Gulf crisis is not about terrorism but bid to curtail Qatar sovereignty


(MENAFN- Gulf Times) When Qatar was accused of sponsoring jihadi violence, people around the world drew back instinctively.
There was an initial willingness to go along with the anti-Qatar coalition of Saudi Arabia, Bahrain, the United Arab Emirates, and Egypt.
Donald Trump accepted their version of events unhesitatingly, tweeting that their blockade would be 'the beginning of the end to the horror of terrorism!
Seven weeks later, no one has produced any evidence that Qatar supports banned organisations.
Yes, some residents have sponsored terrorists, but the same could be said of many countries.
The Irish Republican Army, for example, raised a great deal of money in New York and Boston, but no one ever suggested that the US was backing Irish terrorism.
On the contrary, American security agencies worked closely with their British counterparts to contain the bloodshed.
In the same way, Qatari security agencies work with Western allies to monitor violent groups.
It was at the request of American and British intelligence that they encouraged various radicals, including the Taliban, to open representative offices in Doha.
An ex-MI6 source told me, 'Doha was like Vienna during the Cold War.
It suited us to have a place where we could keep an eye on these groups and, if necessary, open channels of communication.
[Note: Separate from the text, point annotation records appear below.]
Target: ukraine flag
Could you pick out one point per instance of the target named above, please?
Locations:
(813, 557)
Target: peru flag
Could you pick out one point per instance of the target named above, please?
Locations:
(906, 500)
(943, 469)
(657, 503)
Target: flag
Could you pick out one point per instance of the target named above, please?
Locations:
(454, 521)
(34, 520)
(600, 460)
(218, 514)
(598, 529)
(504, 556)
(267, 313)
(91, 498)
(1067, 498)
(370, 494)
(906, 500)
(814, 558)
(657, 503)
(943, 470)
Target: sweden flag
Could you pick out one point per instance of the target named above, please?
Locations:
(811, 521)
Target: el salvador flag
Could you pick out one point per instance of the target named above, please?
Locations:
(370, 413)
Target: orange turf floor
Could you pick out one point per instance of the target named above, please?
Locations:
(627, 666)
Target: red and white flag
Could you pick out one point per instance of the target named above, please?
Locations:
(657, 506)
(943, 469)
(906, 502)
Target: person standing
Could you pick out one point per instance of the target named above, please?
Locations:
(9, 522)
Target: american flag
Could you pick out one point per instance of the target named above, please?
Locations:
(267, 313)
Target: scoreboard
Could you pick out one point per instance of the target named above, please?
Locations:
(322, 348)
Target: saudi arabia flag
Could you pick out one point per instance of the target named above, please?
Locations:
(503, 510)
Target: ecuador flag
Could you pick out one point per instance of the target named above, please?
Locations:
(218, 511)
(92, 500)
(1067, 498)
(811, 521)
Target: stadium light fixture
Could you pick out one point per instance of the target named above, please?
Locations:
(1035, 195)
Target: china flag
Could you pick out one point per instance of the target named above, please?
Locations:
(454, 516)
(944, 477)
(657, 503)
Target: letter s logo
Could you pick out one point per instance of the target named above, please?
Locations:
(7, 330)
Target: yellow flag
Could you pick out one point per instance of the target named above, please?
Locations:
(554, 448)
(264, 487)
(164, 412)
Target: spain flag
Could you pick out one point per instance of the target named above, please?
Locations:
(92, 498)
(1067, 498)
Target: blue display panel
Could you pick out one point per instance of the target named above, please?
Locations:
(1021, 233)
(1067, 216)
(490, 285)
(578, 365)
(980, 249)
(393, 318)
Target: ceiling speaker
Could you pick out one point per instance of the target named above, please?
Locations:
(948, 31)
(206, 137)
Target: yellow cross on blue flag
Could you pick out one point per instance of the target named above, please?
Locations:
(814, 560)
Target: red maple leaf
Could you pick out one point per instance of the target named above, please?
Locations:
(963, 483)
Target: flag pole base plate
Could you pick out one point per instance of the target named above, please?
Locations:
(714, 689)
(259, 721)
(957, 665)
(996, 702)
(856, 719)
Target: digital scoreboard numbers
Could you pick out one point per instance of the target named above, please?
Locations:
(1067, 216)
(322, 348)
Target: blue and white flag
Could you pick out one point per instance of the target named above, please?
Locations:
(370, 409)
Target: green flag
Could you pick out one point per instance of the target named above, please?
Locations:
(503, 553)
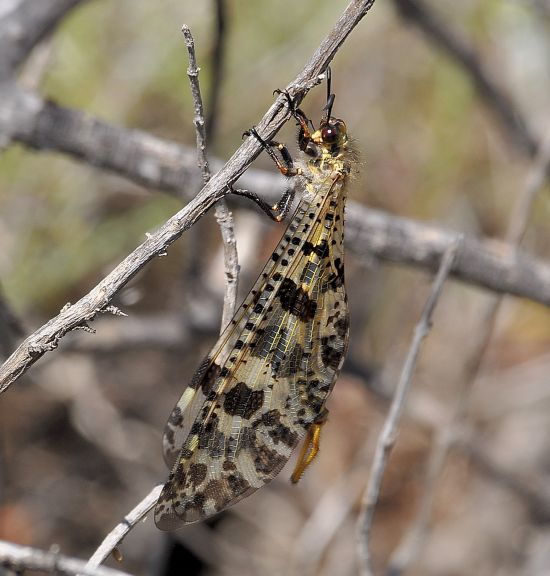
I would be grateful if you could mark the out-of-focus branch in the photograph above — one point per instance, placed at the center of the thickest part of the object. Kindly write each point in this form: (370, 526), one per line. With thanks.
(411, 546)
(165, 165)
(24, 25)
(221, 210)
(387, 436)
(441, 34)
(73, 316)
(22, 558)
(487, 263)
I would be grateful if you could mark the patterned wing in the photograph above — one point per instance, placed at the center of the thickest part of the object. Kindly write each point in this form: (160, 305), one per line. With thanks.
(268, 376)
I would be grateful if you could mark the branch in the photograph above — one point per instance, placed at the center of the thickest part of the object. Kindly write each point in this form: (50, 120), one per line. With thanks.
(491, 264)
(165, 165)
(387, 437)
(410, 547)
(221, 211)
(449, 41)
(20, 558)
(73, 316)
(117, 534)
(23, 27)
(217, 65)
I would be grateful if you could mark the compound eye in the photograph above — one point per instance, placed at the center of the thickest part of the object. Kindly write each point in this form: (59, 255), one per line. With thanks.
(329, 134)
(332, 132)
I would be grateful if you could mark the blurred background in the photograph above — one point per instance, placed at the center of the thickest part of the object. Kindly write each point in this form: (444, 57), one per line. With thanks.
(80, 433)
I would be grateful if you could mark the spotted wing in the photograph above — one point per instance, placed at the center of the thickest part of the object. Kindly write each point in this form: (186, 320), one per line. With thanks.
(268, 376)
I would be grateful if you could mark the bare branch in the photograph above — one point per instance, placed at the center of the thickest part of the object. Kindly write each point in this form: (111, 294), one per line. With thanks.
(489, 263)
(221, 210)
(506, 112)
(20, 558)
(387, 437)
(117, 534)
(410, 547)
(217, 65)
(163, 164)
(46, 338)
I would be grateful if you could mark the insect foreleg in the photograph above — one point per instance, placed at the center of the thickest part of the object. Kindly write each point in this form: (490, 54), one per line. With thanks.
(278, 211)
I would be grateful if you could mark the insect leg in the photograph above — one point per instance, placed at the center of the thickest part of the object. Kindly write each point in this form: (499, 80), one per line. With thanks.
(286, 165)
(303, 121)
(310, 448)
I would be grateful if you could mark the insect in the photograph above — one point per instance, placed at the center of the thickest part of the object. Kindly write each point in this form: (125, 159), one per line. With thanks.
(264, 385)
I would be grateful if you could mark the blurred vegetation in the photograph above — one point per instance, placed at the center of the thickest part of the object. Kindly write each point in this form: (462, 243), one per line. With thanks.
(430, 150)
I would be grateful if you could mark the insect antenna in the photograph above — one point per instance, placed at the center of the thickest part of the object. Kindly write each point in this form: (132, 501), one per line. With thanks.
(330, 97)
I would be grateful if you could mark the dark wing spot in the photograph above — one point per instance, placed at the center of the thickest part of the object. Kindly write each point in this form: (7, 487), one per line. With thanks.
(291, 363)
(268, 461)
(205, 376)
(332, 350)
(214, 490)
(283, 434)
(296, 301)
(243, 401)
(237, 483)
(342, 326)
(197, 474)
(176, 418)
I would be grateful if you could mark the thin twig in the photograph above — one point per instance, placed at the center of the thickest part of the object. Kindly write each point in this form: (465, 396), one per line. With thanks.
(73, 316)
(387, 437)
(498, 103)
(118, 533)
(221, 210)
(22, 558)
(217, 65)
(410, 547)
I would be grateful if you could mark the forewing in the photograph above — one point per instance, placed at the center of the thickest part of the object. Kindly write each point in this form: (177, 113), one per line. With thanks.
(267, 378)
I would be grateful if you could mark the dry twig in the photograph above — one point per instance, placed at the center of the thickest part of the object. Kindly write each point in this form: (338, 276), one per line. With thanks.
(221, 210)
(73, 316)
(21, 558)
(117, 534)
(387, 437)
(451, 433)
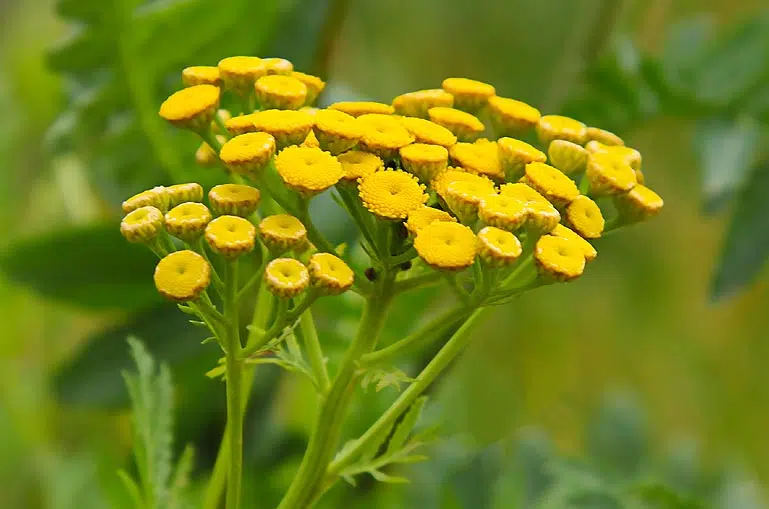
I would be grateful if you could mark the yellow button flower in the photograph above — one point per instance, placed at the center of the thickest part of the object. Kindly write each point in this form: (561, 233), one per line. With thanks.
(191, 108)
(559, 258)
(469, 95)
(336, 131)
(428, 132)
(233, 200)
(200, 75)
(511, 117)
(142, 225)
(609, 174)
(308, 171)
(230, 236)
(424, 161)
(182, 276)
(585, 217)
(556, 127)
(391, 194)
(248, 154)
(281, 232)
(187, 221)
(358, 108)
(280, 92)
(288, 127)
(330, 274)
(357, 164)
(416, 104)
(515, 154)
(423, 216)
(446, 246)
(383, 135)
(498, 248)
(463, 125)
(286, 278)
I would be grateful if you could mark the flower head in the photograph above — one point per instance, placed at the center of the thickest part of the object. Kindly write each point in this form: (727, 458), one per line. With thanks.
(515, 154)
(391, 194)
(307, 170)
(498, 248)
(446, 246)
(276, 91)
(142, 225)
(192, 107)
(286, 278)
(330, 274)
(511, 117)
(416, 104)
(230, 236)
(233, 200)
(463, 125)
(469, 95)
(182, 276)
(248, 154)
(424, 161)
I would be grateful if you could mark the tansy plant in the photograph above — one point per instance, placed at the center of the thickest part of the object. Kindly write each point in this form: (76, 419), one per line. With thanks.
(453, 186)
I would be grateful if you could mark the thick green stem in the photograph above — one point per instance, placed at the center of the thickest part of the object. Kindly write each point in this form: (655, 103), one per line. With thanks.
(325, 436)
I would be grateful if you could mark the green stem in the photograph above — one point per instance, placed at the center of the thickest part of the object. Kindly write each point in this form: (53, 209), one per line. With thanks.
(327, 430)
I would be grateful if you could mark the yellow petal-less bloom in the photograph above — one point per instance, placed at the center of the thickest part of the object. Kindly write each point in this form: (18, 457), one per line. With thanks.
(584, 216)
(314, 86)
(182, 276)
(286, 278)
(480, 158)
(416, 104)
(557, 127)
(503, 212)
(200, 75)
(280, 92)
(446, 246)
(330, 274)
(336, 131)
(240, 73)
(231, 236)
(463, 125)
(587, 248)
(423, 160)
(568, 157)
(281, 232)
(469, 95)
(233, 200)
(609, 174)
(248, 154)
(187, 221)
(142, 225)
(358, 108)
(498, 248)
(515, 154)
(383, 135)
(559, 258)
(307, 170)
(428, 132)
(551, 183)
(288, 127)
(391, 194)
(511, 117)
(192, 107)
(423, 216)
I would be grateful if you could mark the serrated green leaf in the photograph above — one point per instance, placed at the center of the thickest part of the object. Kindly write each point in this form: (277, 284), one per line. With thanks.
(91, 266)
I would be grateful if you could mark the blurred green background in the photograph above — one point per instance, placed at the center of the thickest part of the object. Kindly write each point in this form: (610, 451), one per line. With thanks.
(673, 312)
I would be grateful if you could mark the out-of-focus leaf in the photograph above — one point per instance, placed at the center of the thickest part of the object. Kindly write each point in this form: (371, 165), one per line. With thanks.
(747, 242)
(90, 266)
(726, 149)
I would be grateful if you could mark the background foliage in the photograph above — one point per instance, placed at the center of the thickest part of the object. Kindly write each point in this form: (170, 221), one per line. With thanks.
(673, 311)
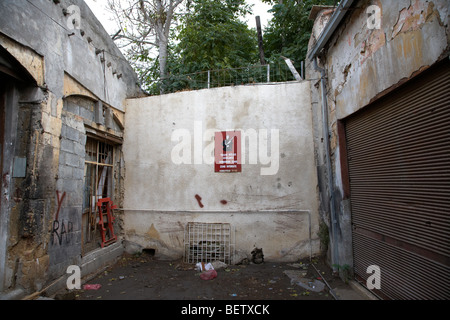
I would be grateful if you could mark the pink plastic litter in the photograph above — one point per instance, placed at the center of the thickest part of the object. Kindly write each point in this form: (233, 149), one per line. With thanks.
(92, 286)
(209, 275)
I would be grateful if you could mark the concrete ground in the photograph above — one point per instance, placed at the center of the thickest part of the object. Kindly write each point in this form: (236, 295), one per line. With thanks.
(141, 277)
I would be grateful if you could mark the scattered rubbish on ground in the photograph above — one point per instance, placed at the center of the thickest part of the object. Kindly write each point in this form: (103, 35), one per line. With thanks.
(208, 275)
(257, 256)
(201, 266)
(92, 286)
(298, 277)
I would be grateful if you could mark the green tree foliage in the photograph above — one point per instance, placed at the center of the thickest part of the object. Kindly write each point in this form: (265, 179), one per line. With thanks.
(289, 31)
(214, 37)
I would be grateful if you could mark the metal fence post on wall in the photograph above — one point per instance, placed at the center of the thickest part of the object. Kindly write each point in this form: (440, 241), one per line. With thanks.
(209, 79)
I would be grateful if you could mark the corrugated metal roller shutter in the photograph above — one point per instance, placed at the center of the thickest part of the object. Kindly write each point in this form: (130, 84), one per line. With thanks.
(399, 168)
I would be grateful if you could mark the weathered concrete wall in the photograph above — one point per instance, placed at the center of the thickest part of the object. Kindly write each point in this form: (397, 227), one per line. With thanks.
(69, 67)
(269, 211)
(363, 64)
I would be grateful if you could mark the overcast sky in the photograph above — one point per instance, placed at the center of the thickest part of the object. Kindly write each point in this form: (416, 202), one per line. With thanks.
(98, 7)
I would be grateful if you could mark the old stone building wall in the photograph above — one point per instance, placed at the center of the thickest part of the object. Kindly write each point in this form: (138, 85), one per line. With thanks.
(376, 47)
(64, 98)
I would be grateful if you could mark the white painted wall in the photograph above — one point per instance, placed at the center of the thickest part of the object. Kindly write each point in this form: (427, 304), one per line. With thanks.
(269, 211)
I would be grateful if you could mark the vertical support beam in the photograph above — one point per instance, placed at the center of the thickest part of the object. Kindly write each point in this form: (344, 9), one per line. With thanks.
(98, 112)
(260, 41)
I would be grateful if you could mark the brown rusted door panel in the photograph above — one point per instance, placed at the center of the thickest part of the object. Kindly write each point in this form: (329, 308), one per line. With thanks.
(399, 171)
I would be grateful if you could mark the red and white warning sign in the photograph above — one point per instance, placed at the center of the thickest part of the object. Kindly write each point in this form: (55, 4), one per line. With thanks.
(227, 151)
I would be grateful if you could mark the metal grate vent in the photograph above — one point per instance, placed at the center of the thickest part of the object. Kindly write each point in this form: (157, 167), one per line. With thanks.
(208, 242)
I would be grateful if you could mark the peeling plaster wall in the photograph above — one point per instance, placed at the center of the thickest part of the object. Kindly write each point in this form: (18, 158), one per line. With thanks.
(364, 64)
(268, 211)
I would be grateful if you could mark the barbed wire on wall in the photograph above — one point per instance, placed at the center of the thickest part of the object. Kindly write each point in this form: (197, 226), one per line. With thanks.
(255, 74)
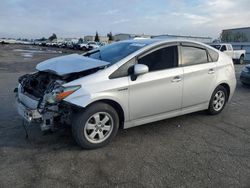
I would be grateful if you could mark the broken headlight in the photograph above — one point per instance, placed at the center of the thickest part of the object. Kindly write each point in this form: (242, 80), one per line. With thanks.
(61, 93)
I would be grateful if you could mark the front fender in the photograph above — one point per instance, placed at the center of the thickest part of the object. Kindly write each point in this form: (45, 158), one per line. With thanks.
(85, 100)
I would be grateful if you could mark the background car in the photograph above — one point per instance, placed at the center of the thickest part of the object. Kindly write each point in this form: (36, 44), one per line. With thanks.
(237, 55)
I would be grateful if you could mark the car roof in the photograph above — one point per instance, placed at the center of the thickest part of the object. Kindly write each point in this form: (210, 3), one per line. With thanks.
(160, 41)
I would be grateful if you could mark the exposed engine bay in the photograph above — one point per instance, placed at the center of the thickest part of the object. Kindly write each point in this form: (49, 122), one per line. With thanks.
(43, 93)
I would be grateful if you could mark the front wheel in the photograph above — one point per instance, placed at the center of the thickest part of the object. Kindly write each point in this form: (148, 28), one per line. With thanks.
(218, 100)
(95, 126)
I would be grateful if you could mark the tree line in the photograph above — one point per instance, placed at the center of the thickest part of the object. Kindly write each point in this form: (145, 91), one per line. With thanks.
(97, 38)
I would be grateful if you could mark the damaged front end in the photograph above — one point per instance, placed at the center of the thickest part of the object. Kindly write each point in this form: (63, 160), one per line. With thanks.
(39, 98)
(40, 95)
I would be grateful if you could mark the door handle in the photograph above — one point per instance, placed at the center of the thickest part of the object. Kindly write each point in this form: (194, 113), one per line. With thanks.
(211, 71)
(176, 79)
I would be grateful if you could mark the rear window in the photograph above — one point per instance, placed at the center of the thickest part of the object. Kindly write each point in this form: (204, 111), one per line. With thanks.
(192, 55)
(213, 54)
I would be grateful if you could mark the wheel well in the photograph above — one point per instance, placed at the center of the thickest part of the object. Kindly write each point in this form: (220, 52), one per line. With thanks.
(226, 86)
(117, 108)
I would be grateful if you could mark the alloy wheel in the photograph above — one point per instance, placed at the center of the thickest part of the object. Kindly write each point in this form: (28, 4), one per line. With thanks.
(219, 100)
(98, 127)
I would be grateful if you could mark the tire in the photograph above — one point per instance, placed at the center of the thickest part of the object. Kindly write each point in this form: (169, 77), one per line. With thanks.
(95, 126)
(84, 48)
(218, 100)
(241, 60)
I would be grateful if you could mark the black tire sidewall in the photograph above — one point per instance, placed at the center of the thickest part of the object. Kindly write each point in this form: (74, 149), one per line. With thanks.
(80, 119)
(211, 109)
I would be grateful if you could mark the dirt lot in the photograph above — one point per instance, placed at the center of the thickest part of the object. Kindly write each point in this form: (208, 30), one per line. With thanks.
(195, 150)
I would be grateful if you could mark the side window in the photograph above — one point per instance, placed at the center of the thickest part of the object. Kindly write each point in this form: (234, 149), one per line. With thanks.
(193, 55)
(223, 48)
(163, 58)
(213, 54)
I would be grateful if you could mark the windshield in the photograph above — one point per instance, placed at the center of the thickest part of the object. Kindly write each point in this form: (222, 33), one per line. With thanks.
(115, 52)
(216, 46)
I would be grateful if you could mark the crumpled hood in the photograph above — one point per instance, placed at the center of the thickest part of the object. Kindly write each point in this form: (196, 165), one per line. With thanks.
(69, 64)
It likewise suited Israel to have Hamas operating
out of Qatar rather than Iran.
In truth, this was never about terrorism.
That the Saudis, of all people, are moaning about the export of violent Islamism should be enough to tell us that.
Rather, it is about Qatar's insistence on pursuing an independent foreign policy rather than behaving as a Saudi protectorate.
In Syria and Libya, Qatar supported its own allies rather than falling in behind the other Gulf monarchies.
The quartet want Doha to agree, in effect, to leave its foreign policy to them. They want Qatar to repress criticism of their regimes. They want to shut down Al Jazeera, a TV channel manned largely by former BBC employees, whose independence they resent. Obviously, they don't put it like that publicly.
Instead, knowing which buttons to press in the West, they accuse Qatar of promoting jihad.
Yet, we now know that the incident that precipitated the crisis — a series of quotations attributed to Qatar's Emir, in which he appeared to praise Hamas and Iran — was a fabrication.
Qatar's state-run news agency was hacked, and the fake words were inserted.
Worse, American intelligence sources now say that the hacking was conducted by Emirati agents, though the UAE denies role.
Be that as it may, it now seems clear that the quartet were aiming for regime change, and were prepared to use force to get it.
They might have succeeded but for the immediate deployment of Turkish tanks in Qatar's defence. Once they arrived, the other Gulf states wisely backed away from a putsch.
If they were hoping that economic sanctions alone would turn Qataris against their government, they will have been sorely disappointed.
Blockades almost always shore up support for the existing regime, and this one is no exception.